The course of the movie examines the interaction between Dunaway and McQueen, a master-mind criminal and an intelligent investigator, as their relationship turns into an affair. Unlike many more recent movies, the drama does not depend solely on the action and the sex, but instead, delves into the psyche of the pursuer and the pursued.
The Revenge of the Pink Panther--Clouseau is at it again. This is probably the second funniest of the Pink Panther movies, but the most intelligent of the series. But there are also moments of utter hilarity.

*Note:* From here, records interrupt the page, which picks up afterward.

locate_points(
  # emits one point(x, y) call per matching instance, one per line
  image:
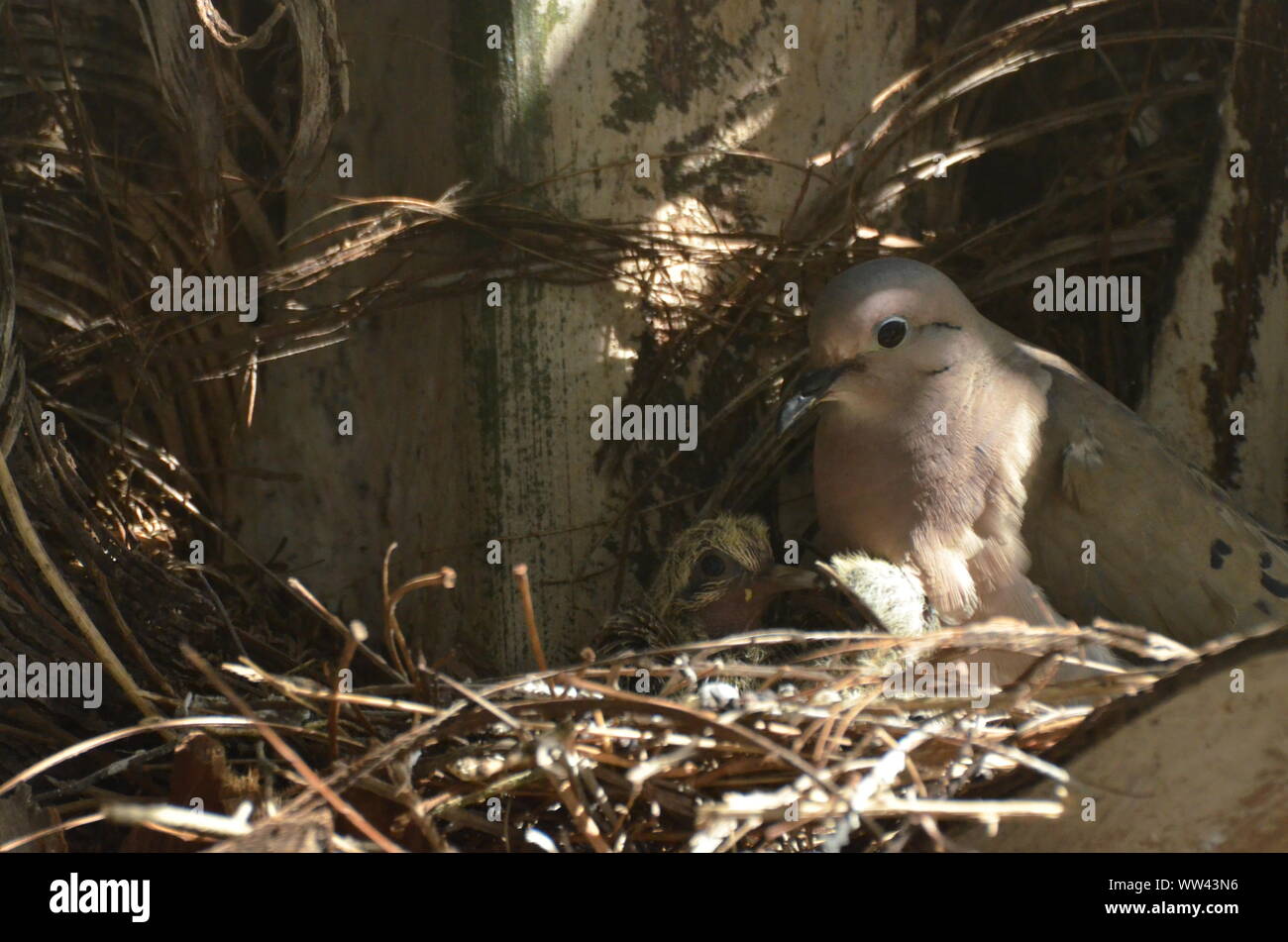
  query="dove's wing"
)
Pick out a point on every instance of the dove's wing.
point(1171, 550)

Clouseau once again roams his familiar haunts--the dim, misty back alleys of Paris. The bumbling detective is presumed killed by a bomb ("boom" in Clouseau-speak) and spends the rest of the movie tracking his killers all the way to Hong Kong.
Peter Sellers' Inspector is one of the film world's classic comedic protagonists. Each place and each person who comes into contact with Clouseau becomes helplessly embroiled in the Inspector's mad, inside-out universe of erector-set winged cars, Disguises by Balls, and Cato's Asian Harem. Of course, Herbert Lom, as Clouseau's nemesis on the Paris police force, is unable to snap back from these trips into madness and spends most of the film locked in a padded room.
Director Blake Edwards is right in tune with human nature and its potential for being mocked. His camera captures the murky underside of Parisian middle-class existence as well as the maddening, busy life of Hong Kong's spaghetti-thin streets. As usual, Sellers is athletic and absolutely absorbing as Clouseau, and Herbert Lom is wholly nutty and pop-eyed as the mad chief of police.